I was surprised that they were expecting me to cover this time frame for the project, but it seems that one of the two people they hired does not want to go back over there anymore. I was a little pissed about that, and think they need to fire him since he was specifically hired to do this project. Sure that will not happen, since they have him doing training for Alien Vault software occasionally.
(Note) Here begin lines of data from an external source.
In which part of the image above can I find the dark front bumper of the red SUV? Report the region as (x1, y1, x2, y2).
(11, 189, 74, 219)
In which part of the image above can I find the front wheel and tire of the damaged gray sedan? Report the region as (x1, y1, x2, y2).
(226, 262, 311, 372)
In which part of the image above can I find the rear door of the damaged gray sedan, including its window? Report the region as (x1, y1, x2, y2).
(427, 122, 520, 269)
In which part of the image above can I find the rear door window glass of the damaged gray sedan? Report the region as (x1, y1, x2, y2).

This is partly one reason I started researching penetration testing companies. Have found a few I like, but not sure if I will be looking for a new place to work just yet. Need to see if they are expecting me to make more trips back to Bahrain. I already told my director that I would not be heading back over already, so to not even ask me about it.

Tuesday, July 1, 2014

Pentesting Companies - Praetorian

I have been researching a few pentesting companies over the past few months, just to compare my current employer to others. I am happy at my current employer, I enjoy what I do, and most of the people I work with. I am just curious what other companies do for their employees, and what they require from them.
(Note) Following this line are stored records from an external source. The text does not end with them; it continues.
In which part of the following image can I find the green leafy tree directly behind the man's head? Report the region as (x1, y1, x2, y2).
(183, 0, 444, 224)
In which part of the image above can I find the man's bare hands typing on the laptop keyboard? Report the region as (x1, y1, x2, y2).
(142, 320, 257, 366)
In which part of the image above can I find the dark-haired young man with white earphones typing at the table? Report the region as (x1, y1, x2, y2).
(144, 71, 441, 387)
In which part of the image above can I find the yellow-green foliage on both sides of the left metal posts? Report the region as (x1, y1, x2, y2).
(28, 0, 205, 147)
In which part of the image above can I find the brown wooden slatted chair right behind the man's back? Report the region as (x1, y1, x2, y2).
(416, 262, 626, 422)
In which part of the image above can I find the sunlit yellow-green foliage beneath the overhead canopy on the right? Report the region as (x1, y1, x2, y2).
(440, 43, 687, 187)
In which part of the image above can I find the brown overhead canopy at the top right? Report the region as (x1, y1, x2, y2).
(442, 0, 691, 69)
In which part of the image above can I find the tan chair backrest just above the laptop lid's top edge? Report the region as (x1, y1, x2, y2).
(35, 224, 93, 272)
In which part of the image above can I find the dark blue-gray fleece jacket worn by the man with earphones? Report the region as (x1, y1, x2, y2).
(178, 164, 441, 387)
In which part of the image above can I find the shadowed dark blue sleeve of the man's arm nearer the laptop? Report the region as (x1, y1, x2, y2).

Through my research I noticed that many of them give fairly good benefits, and seem to have a relaxed work environment.
I was surprised that several require their employees to speak at conferences, write white-papers, and do research. While I am not against any of this, I am wondering how they would have time to accomplish any of this. I am booked solid usually weeks on end, with maybe a  day or less of down time a month. Many also require 25% or more travel, which I am not opposed to either, but I generally do most of my assessments remotely. I have complained to my boss that we do not travel to customers enough. I prefer to do some face-to-face conversations with my customers to get a better understanding of their needs. Plus it makes it easier to social engineer information from someone.
I was fairly impressed with Praetorian who is head quarters are in Austin, TX. They seem to have some very skilled and knowledgable consultants, who are involved in the security community and open-source projects. They seem to be involved with the local college (University of Texas), having career expos at UT. They also have some small puzzles that you can try to work. I will have to try these when I get some spare time.
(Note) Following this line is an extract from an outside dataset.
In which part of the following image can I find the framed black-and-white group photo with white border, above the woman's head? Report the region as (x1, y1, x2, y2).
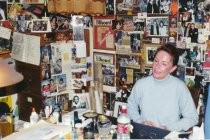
(146, 16, 169, 37)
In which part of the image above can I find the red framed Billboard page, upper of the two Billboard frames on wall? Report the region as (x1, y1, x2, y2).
(93, 17, 115, 50)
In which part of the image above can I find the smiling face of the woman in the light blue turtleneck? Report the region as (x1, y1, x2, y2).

A Job Posting for a "Senior Security Consultant (Software)"
Qualifications: Successful candidates should have:
  1. 2-5 years of information security experience
  2. 1-2 years of consulting experience
  3. Strong understanding of software and application security
  4. Experience with languages such as C, C++, Java, .NET, Ruby, and Python
  5. Strong oral and written communication skills
  6. Involvement in software community via OWASP, WASC, and/or open source development highly desirable
  7. Track record speaking at major security conferences such as OWASP Appsec, SANS Appsec, and Blackhat highly desirable
  8. Ability to travel 10% of the time
  9. Minimum 4-Year Bachelor of Science Degree in Computer Science, Engineering, or equivalent from a "top ten" institution.
While the travel is a lot less than many of the other companies, they require a person who is good a public speaking at large conferences and is involved in the security community.
Well I guess if  I wanted to go and work for them, I need to start speaking at conferences and get more involved in the security community. Not really going back to college to get a degree from a "Top Ten" institution unless some one else is willing to pay for it.